Wo haben sie gelernt, ohne mein Wissen alleine meine Kinder krank zu einer richterlichen Anhörung zu bringen ?

Muss ich mich nun weiterbilden, wie man als Mutter seine Kinder in gefährliche Situationen im Straßenverkehr bringt um genauso „toll“ zu sein wie sie, Frau Herbst ?

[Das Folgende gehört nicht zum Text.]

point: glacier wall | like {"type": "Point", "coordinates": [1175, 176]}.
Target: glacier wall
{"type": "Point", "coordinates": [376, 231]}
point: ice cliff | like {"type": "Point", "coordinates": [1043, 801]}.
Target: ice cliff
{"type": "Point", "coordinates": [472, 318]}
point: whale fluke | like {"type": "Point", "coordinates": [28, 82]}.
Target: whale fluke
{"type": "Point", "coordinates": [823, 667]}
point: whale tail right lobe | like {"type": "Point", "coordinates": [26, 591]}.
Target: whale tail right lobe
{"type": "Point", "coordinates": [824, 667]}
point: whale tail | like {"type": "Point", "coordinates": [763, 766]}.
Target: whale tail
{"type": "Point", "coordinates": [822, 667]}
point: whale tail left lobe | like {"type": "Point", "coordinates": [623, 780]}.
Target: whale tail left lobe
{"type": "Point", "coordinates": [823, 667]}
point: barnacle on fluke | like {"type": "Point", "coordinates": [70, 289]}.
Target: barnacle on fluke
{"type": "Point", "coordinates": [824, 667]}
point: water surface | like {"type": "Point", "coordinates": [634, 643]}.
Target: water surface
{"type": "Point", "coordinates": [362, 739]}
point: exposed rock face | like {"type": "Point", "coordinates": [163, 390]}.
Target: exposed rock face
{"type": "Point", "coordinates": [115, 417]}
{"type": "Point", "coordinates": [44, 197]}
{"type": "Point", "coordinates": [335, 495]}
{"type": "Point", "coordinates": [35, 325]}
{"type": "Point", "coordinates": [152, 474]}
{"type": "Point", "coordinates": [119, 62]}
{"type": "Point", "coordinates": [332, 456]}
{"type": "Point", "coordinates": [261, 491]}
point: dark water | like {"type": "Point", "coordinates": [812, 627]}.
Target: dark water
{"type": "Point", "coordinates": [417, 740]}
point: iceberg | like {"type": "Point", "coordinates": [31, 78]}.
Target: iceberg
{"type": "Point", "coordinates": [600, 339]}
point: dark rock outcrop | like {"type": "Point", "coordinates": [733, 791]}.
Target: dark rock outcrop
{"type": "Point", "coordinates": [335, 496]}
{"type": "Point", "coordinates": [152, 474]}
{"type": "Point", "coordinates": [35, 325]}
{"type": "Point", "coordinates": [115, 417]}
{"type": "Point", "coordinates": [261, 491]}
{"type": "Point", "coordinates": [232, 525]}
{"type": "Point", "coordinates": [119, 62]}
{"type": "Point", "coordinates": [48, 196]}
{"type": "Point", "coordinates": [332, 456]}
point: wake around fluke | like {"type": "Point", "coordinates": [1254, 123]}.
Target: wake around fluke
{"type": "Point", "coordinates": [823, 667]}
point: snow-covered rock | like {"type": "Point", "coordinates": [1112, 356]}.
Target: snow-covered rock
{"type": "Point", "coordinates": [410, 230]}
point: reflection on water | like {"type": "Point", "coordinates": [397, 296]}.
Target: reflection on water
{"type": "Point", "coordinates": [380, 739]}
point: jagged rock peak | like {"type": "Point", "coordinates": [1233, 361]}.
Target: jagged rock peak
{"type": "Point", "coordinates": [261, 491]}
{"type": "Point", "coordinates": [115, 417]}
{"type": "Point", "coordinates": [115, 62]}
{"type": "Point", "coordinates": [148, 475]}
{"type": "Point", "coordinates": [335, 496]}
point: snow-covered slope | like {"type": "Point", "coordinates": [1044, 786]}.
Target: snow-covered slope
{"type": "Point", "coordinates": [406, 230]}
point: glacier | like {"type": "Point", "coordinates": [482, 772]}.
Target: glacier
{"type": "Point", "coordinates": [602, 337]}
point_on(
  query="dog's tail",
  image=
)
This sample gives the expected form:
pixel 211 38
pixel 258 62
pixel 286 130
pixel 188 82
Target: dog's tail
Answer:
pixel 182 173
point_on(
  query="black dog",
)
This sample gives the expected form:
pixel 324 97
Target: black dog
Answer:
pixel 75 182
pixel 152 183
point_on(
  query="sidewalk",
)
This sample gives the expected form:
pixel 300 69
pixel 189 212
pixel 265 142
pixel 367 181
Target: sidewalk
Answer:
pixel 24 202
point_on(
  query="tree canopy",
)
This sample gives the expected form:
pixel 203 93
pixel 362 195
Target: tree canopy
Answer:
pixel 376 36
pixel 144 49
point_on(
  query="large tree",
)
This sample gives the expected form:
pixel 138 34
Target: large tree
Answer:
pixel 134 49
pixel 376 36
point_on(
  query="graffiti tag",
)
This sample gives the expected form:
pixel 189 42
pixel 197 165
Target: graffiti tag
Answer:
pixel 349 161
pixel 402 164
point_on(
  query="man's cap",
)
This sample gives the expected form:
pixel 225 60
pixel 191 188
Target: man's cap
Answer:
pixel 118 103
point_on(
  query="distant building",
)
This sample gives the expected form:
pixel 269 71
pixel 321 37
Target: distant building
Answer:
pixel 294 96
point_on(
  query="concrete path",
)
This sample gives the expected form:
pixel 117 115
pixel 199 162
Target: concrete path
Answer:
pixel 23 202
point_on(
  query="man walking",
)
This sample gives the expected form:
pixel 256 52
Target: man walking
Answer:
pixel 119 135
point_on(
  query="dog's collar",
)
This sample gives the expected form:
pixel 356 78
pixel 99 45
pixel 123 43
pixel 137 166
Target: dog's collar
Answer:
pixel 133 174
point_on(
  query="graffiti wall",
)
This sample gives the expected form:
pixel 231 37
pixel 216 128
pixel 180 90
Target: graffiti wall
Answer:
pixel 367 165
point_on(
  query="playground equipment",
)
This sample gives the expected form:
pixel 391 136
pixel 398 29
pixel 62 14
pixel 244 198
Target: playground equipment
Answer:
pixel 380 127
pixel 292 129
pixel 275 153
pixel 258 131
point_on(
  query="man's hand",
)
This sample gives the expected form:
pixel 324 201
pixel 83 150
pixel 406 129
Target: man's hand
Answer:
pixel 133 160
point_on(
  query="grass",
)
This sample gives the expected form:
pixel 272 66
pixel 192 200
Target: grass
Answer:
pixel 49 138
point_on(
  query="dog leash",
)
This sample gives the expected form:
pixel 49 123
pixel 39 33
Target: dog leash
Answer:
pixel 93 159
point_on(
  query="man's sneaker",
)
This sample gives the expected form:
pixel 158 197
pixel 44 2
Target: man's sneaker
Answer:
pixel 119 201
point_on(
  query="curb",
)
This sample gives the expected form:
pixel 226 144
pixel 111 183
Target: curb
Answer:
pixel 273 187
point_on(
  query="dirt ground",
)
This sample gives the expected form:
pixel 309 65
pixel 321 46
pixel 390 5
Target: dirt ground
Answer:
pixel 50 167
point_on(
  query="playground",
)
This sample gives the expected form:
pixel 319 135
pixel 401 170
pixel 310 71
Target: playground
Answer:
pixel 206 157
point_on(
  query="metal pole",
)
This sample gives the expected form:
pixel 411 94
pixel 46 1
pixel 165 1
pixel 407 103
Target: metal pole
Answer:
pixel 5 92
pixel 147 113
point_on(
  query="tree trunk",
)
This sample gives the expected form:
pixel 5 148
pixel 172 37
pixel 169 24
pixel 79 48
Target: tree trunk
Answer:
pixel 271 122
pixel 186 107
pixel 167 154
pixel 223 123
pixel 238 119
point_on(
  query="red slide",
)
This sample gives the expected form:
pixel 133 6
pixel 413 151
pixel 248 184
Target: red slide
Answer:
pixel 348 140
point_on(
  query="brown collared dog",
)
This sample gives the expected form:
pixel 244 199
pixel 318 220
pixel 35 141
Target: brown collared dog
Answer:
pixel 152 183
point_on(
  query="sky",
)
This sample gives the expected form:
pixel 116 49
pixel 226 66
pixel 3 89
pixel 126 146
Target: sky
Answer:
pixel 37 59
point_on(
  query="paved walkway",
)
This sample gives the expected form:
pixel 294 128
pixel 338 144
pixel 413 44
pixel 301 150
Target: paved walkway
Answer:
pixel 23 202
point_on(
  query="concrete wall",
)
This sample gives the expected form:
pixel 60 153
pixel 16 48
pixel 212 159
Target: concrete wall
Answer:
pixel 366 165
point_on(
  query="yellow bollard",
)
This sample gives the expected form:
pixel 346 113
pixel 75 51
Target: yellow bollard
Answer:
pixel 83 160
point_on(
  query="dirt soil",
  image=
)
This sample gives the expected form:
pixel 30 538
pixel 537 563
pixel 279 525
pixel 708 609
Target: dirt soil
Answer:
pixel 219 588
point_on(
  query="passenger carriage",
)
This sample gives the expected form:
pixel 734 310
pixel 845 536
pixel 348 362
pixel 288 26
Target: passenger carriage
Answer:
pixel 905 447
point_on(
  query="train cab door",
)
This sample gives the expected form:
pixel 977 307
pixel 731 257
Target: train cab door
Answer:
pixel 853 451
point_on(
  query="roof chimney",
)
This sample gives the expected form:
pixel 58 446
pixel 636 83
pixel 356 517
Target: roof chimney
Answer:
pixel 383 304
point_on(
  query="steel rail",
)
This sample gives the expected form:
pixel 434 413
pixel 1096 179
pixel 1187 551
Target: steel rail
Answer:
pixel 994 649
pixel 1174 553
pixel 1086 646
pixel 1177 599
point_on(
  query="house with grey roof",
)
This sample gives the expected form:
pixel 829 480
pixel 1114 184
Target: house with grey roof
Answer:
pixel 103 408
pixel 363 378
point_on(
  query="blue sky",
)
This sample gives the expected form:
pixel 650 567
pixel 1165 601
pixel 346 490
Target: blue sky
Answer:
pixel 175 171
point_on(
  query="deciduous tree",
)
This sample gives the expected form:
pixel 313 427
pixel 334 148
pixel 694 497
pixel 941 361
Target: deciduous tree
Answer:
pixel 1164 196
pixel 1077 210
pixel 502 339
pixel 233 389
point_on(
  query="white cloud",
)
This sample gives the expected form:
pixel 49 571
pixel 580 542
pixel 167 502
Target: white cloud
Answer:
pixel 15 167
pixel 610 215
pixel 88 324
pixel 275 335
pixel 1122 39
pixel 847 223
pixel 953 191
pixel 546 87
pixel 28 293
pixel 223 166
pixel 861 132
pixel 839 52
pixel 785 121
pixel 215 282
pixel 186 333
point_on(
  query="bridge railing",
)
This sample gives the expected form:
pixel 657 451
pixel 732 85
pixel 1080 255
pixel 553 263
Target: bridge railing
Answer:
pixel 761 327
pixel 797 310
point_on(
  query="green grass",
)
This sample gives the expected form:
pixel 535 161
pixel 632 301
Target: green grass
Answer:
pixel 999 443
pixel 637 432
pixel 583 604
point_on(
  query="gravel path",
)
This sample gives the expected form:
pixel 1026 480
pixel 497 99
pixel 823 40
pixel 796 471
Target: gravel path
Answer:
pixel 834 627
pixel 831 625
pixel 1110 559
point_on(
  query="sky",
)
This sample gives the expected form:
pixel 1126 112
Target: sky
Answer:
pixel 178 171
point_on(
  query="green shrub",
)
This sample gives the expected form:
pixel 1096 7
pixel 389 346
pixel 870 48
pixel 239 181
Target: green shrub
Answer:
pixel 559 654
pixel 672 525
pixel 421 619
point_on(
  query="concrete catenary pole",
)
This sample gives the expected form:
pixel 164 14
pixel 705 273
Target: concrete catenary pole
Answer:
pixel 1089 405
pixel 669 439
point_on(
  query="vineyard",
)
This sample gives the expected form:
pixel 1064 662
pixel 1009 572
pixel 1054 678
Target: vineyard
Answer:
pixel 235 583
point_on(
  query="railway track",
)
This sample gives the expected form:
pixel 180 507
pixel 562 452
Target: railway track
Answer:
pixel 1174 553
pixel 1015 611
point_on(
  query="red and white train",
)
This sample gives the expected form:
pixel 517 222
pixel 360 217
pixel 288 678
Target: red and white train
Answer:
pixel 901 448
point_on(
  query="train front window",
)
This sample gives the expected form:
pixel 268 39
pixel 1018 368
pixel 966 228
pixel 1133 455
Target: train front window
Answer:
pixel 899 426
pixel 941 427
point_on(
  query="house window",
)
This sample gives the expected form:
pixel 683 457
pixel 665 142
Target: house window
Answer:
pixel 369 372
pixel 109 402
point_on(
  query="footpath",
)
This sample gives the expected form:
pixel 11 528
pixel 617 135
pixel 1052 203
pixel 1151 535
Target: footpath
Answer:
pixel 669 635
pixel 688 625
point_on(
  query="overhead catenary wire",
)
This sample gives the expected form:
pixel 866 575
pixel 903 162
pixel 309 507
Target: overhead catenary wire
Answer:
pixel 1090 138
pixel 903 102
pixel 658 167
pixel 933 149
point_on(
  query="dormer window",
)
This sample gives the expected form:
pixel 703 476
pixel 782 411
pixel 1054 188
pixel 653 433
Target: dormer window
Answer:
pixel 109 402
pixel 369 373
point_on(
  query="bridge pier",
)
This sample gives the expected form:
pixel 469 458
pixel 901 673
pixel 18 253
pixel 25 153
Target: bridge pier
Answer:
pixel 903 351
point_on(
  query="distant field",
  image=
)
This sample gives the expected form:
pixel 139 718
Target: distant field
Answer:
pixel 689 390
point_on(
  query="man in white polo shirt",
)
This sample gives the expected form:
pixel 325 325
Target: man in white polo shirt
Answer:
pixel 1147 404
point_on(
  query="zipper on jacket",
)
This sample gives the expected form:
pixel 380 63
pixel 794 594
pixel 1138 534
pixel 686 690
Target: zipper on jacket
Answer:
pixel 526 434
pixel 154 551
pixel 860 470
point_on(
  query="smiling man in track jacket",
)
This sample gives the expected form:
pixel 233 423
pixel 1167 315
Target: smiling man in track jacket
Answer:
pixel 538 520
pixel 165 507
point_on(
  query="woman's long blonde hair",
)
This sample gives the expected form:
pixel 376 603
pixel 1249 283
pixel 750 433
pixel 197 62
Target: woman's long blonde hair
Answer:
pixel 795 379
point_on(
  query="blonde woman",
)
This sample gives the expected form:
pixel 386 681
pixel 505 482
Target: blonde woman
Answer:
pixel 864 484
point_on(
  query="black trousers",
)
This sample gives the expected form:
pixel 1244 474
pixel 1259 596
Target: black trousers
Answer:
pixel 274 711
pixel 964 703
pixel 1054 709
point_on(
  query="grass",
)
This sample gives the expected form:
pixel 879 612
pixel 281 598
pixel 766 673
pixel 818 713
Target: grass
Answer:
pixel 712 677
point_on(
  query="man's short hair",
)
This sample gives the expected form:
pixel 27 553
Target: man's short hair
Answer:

Muss ich nun lernen, dass kranke Kinder natürlich einer richterlichen Befragung ausgesetzt werden dürfen, damit ich so „toll“ werde wie sie, Frau Herbst ?

Muss ich nun lernen, wie man Kinder Suggestiv befragt, bis sie sich gegen Umgang mit ihrer Mutter aussprechen, damit ich so „toll“ werde wie sie Frau Herbst ?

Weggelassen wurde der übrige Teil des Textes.